Bendice, alma mía, al Señor. Señor, Dios mío, cuán grande eres… El estableció la tierra sobre sus cimientos, para que jamás sea sacudida… El hace brotar manantiales en los valles… El riega los montes… El hace brotar la hierba… las plantas… y alimento… los árboles… los montes altos… El hizo la luna… el sol… Sale el hombre a su trabajo, y a su labor hasta el atardecer… Todos ellos esperan en ti, para que les des su comida a su tiempo. Tú les das, ellos recogen; abres tu mano, se sacian de bienes. Escondes tu rostro, se turban; les quitas el aliento, expiran, y vuelven al polvo. Envías tu Espíritu, son creados, y renuevas la faz de la tierra (Salmos 104).
Cuando contrastamos la adoración y gratitud del salmista, con la generación de hombres que menciona el apóstol Pablo en Romanos 1, vemos que hay dos tipos de personas muy distintas en la tierra. El primero bendice, el segundo detiene con injusticia la verdad. Nuestro hombre adora en Espíritu y verdad; el que menciona Pablo no le honra como Dios, ni le da gracias, sino que se hace vano en sus razonamientos, y cambia la gloria de Dios por una imagen de hombre corruptible, vende la verdad de Dios por la mentira, y adora y sirve a la criatura en lugar del Creador.

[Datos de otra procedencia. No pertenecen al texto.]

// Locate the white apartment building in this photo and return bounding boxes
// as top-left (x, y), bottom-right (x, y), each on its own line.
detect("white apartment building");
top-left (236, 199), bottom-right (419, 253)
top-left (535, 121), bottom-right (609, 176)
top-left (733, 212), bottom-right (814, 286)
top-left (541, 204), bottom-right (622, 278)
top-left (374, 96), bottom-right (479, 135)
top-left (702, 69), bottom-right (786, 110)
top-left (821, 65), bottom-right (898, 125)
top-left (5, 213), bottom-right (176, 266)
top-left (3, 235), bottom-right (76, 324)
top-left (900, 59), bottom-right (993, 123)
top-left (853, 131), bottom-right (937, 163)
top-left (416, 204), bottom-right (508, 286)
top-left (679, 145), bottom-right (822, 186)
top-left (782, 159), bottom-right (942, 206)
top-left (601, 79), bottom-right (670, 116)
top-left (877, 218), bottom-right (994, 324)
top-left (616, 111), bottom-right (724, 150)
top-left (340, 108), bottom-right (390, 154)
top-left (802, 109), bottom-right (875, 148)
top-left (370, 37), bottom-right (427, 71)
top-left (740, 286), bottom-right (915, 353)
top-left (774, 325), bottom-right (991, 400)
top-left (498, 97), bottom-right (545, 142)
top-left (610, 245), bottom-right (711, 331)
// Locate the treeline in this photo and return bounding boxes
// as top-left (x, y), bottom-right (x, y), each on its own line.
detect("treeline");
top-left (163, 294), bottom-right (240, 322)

Esta ingratitud e idolatría tuvo como resultado ser entregados a pasiones degradantes y una mente depravada. Nuestra sociedad ha regresado de forma mayoritaria a esa manera de razonar necia, y los resultados los padecemos en todo el continente. Nuestro hombre cantará al Señor mientras viva, cantará alabanzas a Dios mientras exista, meditará en Él y se alegrará en el Señor (versículos 33,34).
Dios de toda creación, te damos gracias por tu bondad y maravillas para con los hijos de los hombres. Perdona nuestra maldad y llévanos a la cordura de una vida agradecida. En el nombre de Jesús. Amén.